The multiplier is the **Rao-Wu rescaling bootstrap**. Within a stratum with `n`
PSUs, `m` PSUs are drawn with replacement (by default `m = n - 1`), and a unit
whose PSU was drawn `t` times is rescaled by

```
lambda = 1 - sqrt(m / (n - 1)) + sqrt(m / (n - 1)) * (n / m) * t
```

which has expectation one and never turns negative. Whole PSUs are kept together
(every unit in a drawn PSU is retained), as the design's clustering requires.

### Estimates with bootstrap standard errors

The bootstrap variance is `(1 / B) * sum((theta_b - theta_hat)^2)`.

```{r estimates}
boot_mean(boot,  "income")     # mean income
boot_total(boot, "employed")   # total employed
boot_mean(boot,  "employed")   # employment rate
```

For any other statistic, pass a function of the weights and the data to
`bootstrap_estimate()`:

```{r custom}
bootstrap_estimate(boot, function(w, d) {
  ok <- !is.na(d$income) & w > 0
  stats::median(rep(d$income[ok], times = round(w[ok])))   # weighted median (approx.)
})
```

## Method 2: hand the weights to the survey package

`as_svydesign()` builds an ultimate-cluster linearization design from a prepped
recipe. It is fast, but treats the calibration as fixed.

```{r survey, eval = has_survey}
fitted <- prep(spec)
des <- as_svydesign(fitted, ids = "psu", strata = "region")
survey::svymean(~income, des, na.rm = TRUE)
```

To keep the recipe's adjustments in the variance while still using survey, feed
it the bootstrap replicate weights from method 1:

```{r svrep, eval = has_survey}
rep_des <- as_svrepdesign(boot)
survey::svymean(~income, rep_des, na.rm = TRUE)
```

This matches `boot_mean(boot, "income")` exactly, because `as_svrepdesign()` sets
`scale = 1 / B`, `rscales = 1` and `mse = TRUE`.
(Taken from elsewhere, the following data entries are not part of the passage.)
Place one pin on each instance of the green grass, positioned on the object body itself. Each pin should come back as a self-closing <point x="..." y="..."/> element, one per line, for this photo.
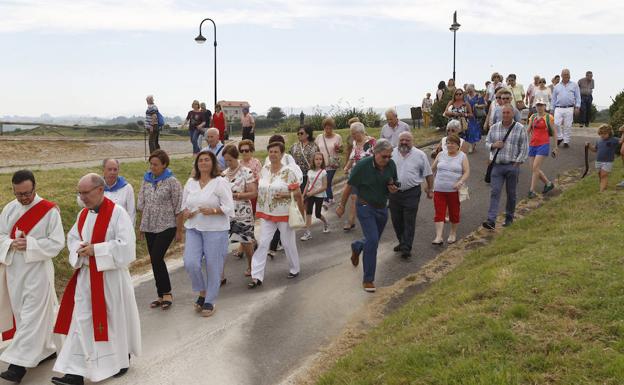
<point x="541" y="304"/>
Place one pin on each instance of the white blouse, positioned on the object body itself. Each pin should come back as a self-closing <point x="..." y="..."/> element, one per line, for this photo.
<point x="216" y="194"/>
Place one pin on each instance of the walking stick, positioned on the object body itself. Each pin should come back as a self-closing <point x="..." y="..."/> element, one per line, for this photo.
<point x="586" y="161"/>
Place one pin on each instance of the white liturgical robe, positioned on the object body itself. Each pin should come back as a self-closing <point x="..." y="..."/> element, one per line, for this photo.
<point x="81" y="354"/>
<point x="27" y="285"/>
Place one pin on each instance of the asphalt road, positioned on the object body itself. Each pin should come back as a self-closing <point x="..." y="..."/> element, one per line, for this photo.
<point x="260" y="337"/>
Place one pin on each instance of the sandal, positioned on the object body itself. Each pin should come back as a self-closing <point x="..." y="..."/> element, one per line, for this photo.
<point x="199" y="303"/>
<point x="166" y="304"/>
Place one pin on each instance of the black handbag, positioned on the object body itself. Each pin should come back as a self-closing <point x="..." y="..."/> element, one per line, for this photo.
<point x="488" y="173"/>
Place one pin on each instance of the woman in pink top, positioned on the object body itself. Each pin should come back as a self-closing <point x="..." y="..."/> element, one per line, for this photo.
<point x="330" y="145"/>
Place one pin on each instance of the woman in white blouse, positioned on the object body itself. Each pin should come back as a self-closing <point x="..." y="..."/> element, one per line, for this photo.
<point x="207" y="207"/>
<point x="277" y="183"/>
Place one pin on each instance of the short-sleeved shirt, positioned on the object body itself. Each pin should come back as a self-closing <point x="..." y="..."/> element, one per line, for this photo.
<point x="606" y="149"/>
<point x="372" y="183"/>
<point x="269" y="207"/>
<point x="195" y="118"/>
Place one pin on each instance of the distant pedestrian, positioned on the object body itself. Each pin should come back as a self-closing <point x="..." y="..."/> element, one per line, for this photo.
<point x="586" y="86"/>
<point x="512" y="152"/>
<point x="249" y="125"/>
<point x="219" y="122"/>
<point x="151" y="123"/>
<point x="393" y="127"/>
<point x="441" y="90"/>
<point x="375" y="177"/>
<point x="426" y="105"/>
<point x="567" y="102"/>
<point x="413" y="171"/>
<point x="330" y="145"/>
<point x="606" y="147"/>
<point x="207" y="208"/>
<point x="541" y="129"/>
<point x="314" y="194"/>
<point x="195" y="121"/>
<point x="451" y="170"/>
<point x="477" y="105"/>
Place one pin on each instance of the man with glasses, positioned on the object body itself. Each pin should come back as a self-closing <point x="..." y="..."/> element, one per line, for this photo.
<point x="393" y="128"/>
<point x="98" y="312"/>
<point x="374" y="177"/>
<point x="31" y="234"/>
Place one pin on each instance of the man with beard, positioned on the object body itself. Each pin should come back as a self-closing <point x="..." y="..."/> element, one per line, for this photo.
<point x="412" y="170"/>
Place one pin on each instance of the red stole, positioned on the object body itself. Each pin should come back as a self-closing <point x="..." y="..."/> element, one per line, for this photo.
<point x="27" y="221"/>
<point x="98" y="302"/>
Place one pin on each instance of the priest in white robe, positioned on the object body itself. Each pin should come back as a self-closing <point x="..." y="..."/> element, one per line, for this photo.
<point x="98" y="311"/>
<point x="31" y="234"/>
<point x="117" y="188"/>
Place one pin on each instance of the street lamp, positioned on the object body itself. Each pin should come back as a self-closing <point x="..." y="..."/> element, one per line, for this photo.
<point x="454" y="27"/>
<point x="200" y="39"/>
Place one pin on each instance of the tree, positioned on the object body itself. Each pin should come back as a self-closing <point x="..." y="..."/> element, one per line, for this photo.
<point x="275" y="113"/>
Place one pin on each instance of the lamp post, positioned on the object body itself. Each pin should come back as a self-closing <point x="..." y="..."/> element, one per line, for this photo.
<point x="200" y="39"/>
<point x="454" y="27"/>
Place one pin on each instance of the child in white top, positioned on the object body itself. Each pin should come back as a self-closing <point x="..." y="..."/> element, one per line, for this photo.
<point x="314" y="194"/>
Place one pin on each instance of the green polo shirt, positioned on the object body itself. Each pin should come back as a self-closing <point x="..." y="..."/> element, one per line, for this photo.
<point x="372" y="183"/>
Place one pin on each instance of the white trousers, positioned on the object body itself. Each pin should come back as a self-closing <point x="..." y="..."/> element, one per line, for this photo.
<point x="287" y="236"/>
<point x="563" y="119"/>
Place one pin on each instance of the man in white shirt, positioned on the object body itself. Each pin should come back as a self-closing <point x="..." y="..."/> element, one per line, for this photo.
<point x="98" y="311"/>
<point x="393" y="128"/>
<point x="412" y="170"/>
<point x="31" y="234"/>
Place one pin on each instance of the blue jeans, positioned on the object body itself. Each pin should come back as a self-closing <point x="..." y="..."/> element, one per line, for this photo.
<point x="194" y="135"/>
<point x="507" y="174"/>
<point x="204" y="255"/>
<point x="330" y="177"/>
<point x="373" y="222"/>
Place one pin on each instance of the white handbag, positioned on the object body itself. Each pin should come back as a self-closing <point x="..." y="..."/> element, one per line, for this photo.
<point x="295" y="219"/>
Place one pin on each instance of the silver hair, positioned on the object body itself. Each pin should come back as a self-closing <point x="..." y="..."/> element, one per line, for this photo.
<point x="358" y="127"/>
<point x="109" y="159"/>
<point x="382" y="145"/>
<point x="391" y="111"/>
<point x="453" y="123"/>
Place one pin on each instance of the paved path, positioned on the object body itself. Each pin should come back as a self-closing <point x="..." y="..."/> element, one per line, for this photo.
<point x="260" y="337"/>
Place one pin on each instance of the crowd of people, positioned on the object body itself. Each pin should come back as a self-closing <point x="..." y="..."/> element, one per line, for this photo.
<point x="230" y="191"/>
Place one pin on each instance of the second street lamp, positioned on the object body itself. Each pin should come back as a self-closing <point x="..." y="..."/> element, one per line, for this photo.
<point x="454" y="27"/>
<point x="200" y="39"/>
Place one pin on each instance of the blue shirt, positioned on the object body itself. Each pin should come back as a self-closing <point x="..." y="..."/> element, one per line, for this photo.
<point x="218" y="151"/>
<point x="606" y="149"/>
<point x="566" y="95"/>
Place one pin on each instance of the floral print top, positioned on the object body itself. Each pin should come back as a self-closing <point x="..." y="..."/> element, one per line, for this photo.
<point x="269" y="207"/>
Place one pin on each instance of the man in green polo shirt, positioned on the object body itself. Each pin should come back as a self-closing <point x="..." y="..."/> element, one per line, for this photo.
<point x="375" y="177"/>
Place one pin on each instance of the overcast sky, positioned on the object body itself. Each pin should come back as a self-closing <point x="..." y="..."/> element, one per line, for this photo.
<point x="102" y="57"/>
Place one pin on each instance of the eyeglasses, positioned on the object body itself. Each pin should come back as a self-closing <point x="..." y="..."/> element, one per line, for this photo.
<point x="81" y="193"/>
<point x="24" y="195"/>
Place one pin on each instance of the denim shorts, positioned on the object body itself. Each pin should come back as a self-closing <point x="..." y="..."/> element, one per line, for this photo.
<point x="605" y="166"/>
<point x="542" y="150"/>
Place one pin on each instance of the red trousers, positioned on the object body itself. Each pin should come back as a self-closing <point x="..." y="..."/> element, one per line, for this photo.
<point x="442" y="200"/>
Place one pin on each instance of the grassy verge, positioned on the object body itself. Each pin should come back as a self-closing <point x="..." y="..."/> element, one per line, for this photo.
<point x="542" y="304"/>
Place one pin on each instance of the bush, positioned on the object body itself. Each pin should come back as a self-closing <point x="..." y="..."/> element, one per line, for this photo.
<point x="437" y="110"/>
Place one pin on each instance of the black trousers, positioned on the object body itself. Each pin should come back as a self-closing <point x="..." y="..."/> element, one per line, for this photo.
<point x="157" y="245"/>
<point x="153" y="140"/>
<point x="403" y="211"/>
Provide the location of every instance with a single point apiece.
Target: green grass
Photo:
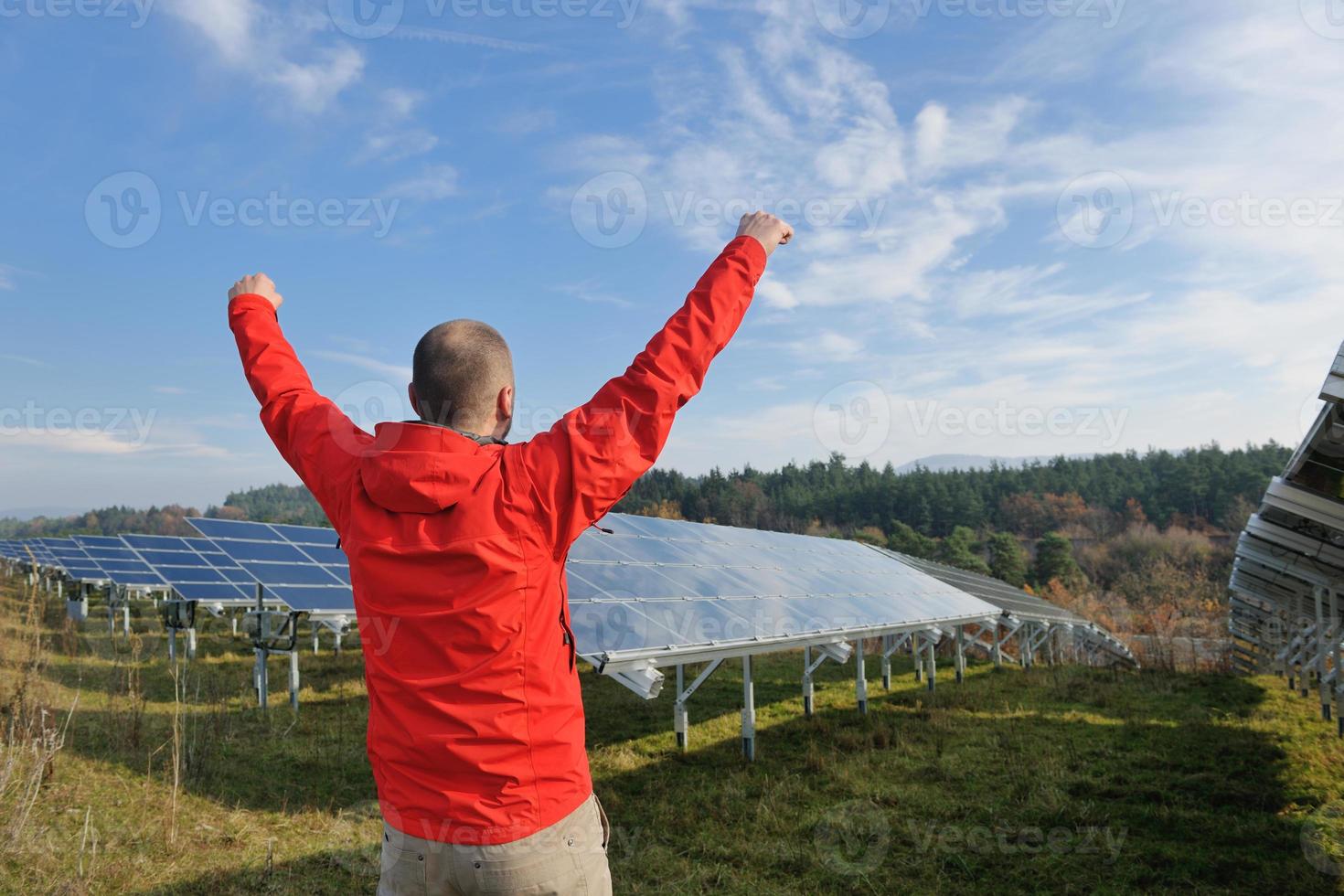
(1052, 781)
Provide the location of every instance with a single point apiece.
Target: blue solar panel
(122, 564)
(299, 566)
(73, 560)
(194, 569)
(661, 586)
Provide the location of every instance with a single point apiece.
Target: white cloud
(273, 50)
(400, 372)
(434, 183)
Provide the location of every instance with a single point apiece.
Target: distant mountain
(31, 513)
(944, 463)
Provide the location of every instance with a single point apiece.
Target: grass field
(1052, 781)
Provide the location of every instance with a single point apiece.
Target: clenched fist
(769, 229)
(257, 285)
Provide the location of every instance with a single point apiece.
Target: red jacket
(457, 560)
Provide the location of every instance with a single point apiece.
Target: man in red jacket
(457, 546)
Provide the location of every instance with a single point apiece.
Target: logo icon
(611, 209)
(852, 19)
(1097, 209)
(852, 838)
(123, 209)
(1324, 16)
(852, 420)
(366, 19)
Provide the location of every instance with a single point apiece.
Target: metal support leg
(1335, 660)
(293, 680)
(933, 664)
(262, 653)
(806, 683)
(1318, 592)
(860, 678)
(679, 716)
(748, 710)
(886, 661)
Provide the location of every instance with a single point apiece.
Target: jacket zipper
(568, 637)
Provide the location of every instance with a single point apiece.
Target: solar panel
(73, 559)
(195, 569)
(659, 589)
(299, 566)
(991, 590)
(119, 561)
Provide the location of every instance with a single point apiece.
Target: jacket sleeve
(589, 460)
(315, 438)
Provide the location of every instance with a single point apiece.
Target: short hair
(459, 371)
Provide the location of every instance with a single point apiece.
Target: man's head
(464, 378)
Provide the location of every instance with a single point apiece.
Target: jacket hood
(420, 468)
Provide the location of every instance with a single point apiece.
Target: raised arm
(315, 438)
(589, 460)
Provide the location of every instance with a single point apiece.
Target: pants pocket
(402, 872)
(606, 824)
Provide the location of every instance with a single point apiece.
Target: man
(457, 546)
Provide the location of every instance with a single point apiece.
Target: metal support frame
(1320, 595)
(930, 643)
(860, 678)
(269, 638)
(77, 609)
(748, 710)
(679, 715)
(179, 615)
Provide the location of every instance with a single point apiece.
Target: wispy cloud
(589, 292)
(400, 372)
(273, 48)
(25, 359)
(434, 183)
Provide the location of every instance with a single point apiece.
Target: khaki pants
(568, 858)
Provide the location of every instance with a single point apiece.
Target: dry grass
(123, 775)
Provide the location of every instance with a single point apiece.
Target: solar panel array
(119, 561)
(74, 560)
(661, 587)
(997, 592)
(1287, 574)
(297, 566)
(195, 569)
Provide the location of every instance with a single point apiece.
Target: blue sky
(1024, 226)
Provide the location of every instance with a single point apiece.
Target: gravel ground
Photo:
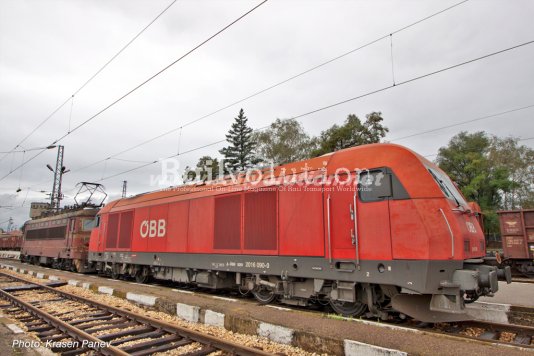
(71, 308)
(312, 324)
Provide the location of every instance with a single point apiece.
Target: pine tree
(240, 154)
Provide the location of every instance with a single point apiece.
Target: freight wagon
(11, 241)
(517, 234)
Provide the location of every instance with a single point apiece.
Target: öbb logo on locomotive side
(153, 228)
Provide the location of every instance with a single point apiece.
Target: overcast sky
(49, 48)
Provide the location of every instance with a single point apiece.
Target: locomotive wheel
(348, 309)
(264, 295)
(115, 272)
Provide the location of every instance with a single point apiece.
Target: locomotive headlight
(381, 268)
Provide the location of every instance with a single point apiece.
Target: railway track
(71, 325)
(507, 334)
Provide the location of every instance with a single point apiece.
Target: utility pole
(124, 183)
(56, 196)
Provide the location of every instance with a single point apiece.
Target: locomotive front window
(88, 224)
(380, 184)
(447, 187)
(374, 186)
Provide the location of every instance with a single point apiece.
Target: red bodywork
(11, 241)
(62, 236)
(292, 220)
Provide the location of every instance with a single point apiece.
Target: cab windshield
(448, 188)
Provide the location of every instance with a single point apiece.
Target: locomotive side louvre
(401, 240)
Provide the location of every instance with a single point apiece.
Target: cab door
(341, 238)
(375, 189)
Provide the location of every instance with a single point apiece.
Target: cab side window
(380, 184)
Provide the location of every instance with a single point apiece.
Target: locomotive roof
(359, 157)
(67, 214)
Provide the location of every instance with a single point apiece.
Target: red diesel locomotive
(373, 229)
(60, 240)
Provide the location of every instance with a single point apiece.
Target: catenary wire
(71, 97)
(413, 79)
(138, 86)
(273, 86)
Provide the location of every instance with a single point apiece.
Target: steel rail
(208, 340)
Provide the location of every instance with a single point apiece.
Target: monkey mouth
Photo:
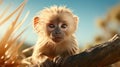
(57, 39)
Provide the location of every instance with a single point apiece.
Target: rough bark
(98, 56)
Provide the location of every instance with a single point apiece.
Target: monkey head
(55, 23)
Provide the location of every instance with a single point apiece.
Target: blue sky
(87, 11)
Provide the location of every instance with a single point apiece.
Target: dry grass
(9, 45)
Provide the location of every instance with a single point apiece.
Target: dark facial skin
(57, 30)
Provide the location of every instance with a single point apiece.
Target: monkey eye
(51, 25)
(63, 25)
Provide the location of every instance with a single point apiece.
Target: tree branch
(98, 56)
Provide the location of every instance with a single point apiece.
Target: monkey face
(59, 27)
(56, 24)
(56, 31)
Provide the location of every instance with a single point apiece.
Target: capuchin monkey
(55, 27)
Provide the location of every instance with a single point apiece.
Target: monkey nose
(57, 32)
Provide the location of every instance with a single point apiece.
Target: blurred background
(96, 18)
(99, 21)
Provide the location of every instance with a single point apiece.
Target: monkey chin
(58, 39)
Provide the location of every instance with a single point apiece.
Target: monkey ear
(76, 19)
(35, 20)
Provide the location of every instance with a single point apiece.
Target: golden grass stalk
(9, 45)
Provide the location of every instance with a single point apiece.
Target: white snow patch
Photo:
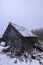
(6, 60)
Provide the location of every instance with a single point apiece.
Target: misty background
(27, 13)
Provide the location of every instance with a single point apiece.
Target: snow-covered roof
(23, 31)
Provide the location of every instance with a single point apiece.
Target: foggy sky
(27, 13)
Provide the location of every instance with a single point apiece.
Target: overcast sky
(27, 13)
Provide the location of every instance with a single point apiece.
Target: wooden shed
(17, 36)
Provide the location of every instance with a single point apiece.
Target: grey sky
(27, 13)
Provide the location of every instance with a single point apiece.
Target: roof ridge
(17, 25)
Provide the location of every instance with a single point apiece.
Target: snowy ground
(6, 60)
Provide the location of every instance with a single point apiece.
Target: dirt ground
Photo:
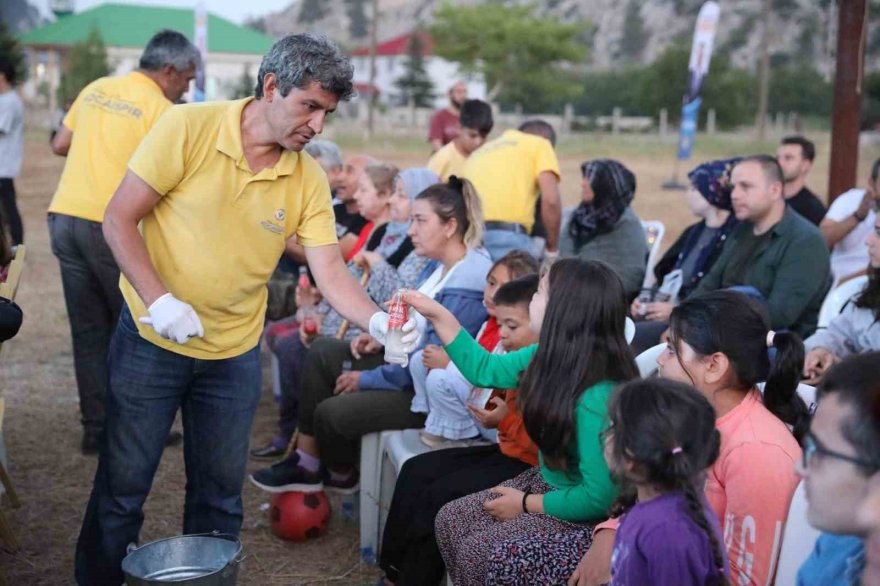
(42, 428)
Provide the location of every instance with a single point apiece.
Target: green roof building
(233, 50)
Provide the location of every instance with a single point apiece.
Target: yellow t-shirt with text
(505, 172)
(219, 230)
(109, 119)
(447, 161)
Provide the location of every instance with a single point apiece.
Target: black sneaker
(271, 451)
(349, 485)
(287, 476)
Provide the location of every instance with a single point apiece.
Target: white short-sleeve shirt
(850, 255)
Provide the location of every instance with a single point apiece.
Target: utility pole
(851, 31)
(764, 72)
(374, 35)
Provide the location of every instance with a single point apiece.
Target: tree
(634, 37)
(312, 11)
(415, 84)
(243, 87)
(12, 54)
(357, 24)
(86, 62)
(516, 51)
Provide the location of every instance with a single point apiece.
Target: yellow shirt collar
(229, 143)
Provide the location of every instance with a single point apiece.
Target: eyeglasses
(813, 447)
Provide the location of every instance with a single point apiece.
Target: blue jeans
(500, 242)
(148, 384)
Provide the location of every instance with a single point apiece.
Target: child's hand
(507, 506)
(490, 419)
(433, 356)
(594, 568)
(364, 344)
(429, 308)
(347, 382)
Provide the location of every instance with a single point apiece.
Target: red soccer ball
(299, 516)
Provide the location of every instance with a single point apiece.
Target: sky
(234, 10)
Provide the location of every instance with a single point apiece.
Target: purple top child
(658, 543)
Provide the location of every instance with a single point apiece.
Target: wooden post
(764, 71)
(374, 26)
(851, 32)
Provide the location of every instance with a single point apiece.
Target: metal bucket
(208, 559)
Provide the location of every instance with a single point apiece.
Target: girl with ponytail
(659, 443)
(719, 343)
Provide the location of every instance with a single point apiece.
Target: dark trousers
(148, 384)
(290, 352)
(338, 421)
(9, 211)
(90, 278)
(427, 482)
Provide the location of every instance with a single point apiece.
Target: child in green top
(537, 525)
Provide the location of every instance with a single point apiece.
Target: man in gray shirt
(11, 146)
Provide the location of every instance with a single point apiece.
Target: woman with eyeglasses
(840, 469)
(719, 342)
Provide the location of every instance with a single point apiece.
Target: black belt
(508, 226)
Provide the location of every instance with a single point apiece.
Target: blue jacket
(462, 295)
(836, 560)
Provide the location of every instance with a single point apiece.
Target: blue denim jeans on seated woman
(148, 384)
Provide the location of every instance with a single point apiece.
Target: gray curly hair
(298, 60)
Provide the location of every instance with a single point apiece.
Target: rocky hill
(621, 31)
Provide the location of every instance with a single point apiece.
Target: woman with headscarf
(393, 264)
(695, 251)
(604, 227)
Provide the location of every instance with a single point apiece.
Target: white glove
(412, 329)
(173, 319)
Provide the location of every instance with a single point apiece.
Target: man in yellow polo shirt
(211, 199)
(510, 174)
(100, 132)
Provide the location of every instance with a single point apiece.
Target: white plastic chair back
(647, 360)
(838, 297)
(798, 539)
(654, 232)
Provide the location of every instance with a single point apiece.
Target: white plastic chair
(372, 448)
(647, 360)
(654, 232)
(399, 447)
(798, 539)
(838, 297)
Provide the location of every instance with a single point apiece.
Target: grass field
(42, 428)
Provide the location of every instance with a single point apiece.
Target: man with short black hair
(512, 174)
(444, 123)
(795, 155)
(841, 457)
(774, 253)
(100, 132)
(476, 124)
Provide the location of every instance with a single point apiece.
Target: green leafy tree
(358, 22)
(415, 84)
(12, 54)
(312, 11)
(521, 55)
(86, 62)
(634, 37)
(243, 87)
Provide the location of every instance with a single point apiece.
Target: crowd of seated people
(550, 461)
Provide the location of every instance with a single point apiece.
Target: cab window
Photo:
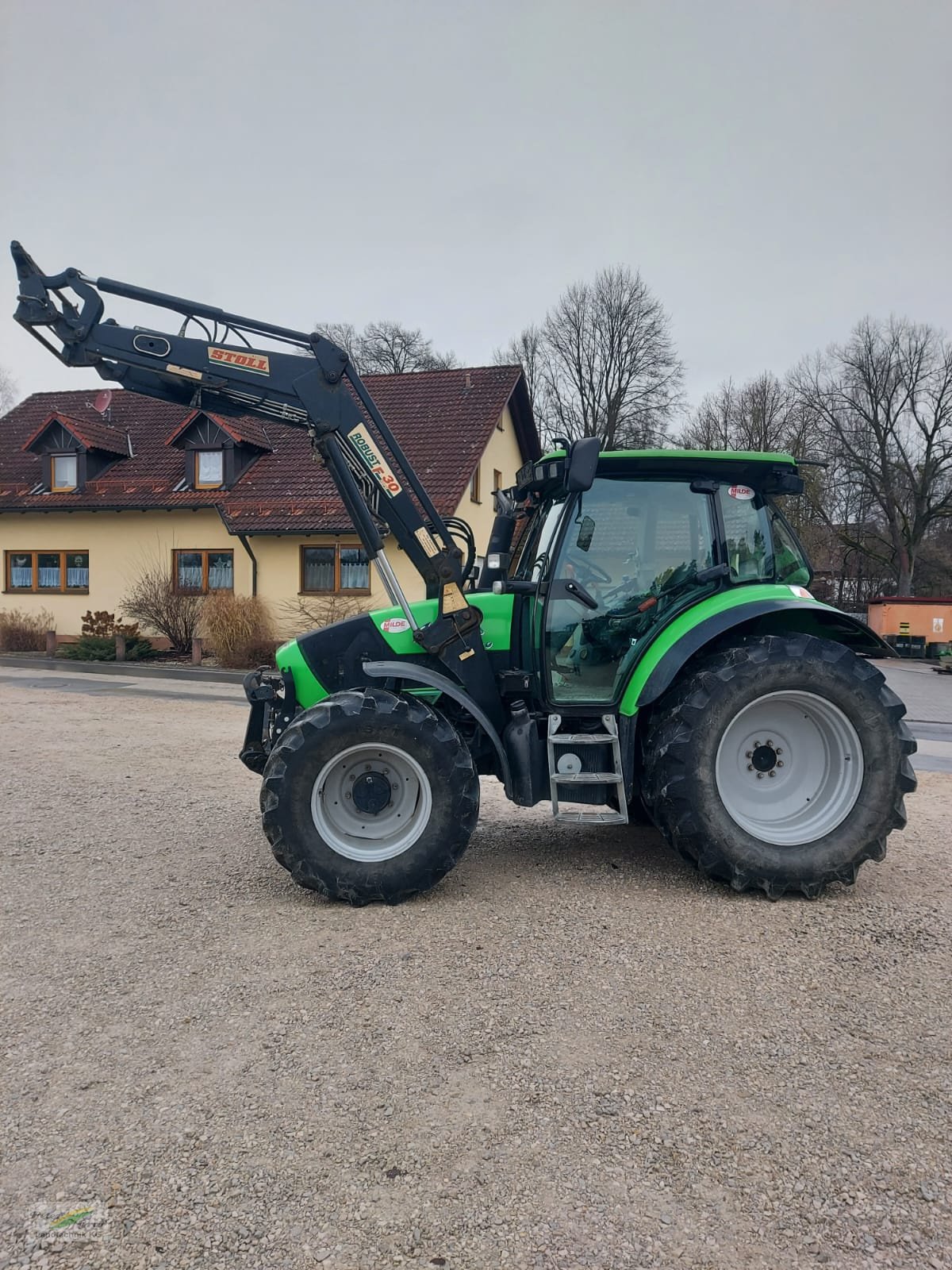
(638, 549)
(761, 545)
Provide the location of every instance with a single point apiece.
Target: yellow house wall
(120, 543)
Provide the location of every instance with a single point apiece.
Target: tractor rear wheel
(780, 764)
(370, 795)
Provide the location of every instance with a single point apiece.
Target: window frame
(196, 459)
(36, 590)
(63, 489)
(336, 546)
(203, 552)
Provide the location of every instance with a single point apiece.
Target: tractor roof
(770, 474)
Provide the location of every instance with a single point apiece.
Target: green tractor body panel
(384, 634)
(776, 606)
(497, 624)
(308, 687)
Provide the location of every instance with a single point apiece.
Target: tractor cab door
(628, 554)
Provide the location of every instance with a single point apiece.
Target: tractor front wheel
(780, 764)
(370, 795)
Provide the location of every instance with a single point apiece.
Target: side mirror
(581, 465)
(587, 531)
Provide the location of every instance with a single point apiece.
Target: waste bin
(911, 645)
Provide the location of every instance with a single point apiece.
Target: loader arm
(221, 368)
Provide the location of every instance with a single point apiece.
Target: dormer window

## Replicate weights for a tidyverse workflow

`collect_replicate_weights()` attaches the point weight (`.weight`) and the
replicate weights (`rep_1` ... `rep_B`) to the active respondents, ready for
srvyr.

```{r srvyr, eval = has_srvyr}
df <- collect_replicate_weights(boot)
d_rep <- srvyr::as_survey_rep(df, weights = .weight,
                              repweights = dplyr::starts_with("rep_"),
                              type = "bootstrap", combined.weights = TRUE,
                              scale = 1 / attr(df, "R"), rscales = 1, mse = TRUE)
srvyr::summarise(d_rep, mean_income = srvyr::survey_mean(income, na.rm = TRUE))
```

## Which one to use

Use the **recipe-aware bootstrap** (method 1, in any of its three forms) when
the nonresponse and calibration steps are a meaningful part of the design and
you want their uncertainty reflected; it is the more honest variance. Use the
**linearization** (method 2) for a quick, well-understood standard error when
the adjustments are minor or you only need the design-and-clustering part.

A few practical notes. More replicates give a more stable bootstrap SE; 200 is
fine for exploration, 500-1000 for final figures. Each stratum needs at least
two PSUs to be resampled (single-PSU strata are left untouched, with a warning).
If a replicate leaves a calibration or weighting-class cell empty it is dropped
with a warning; coarser `by` cells make the bootstrap more robust.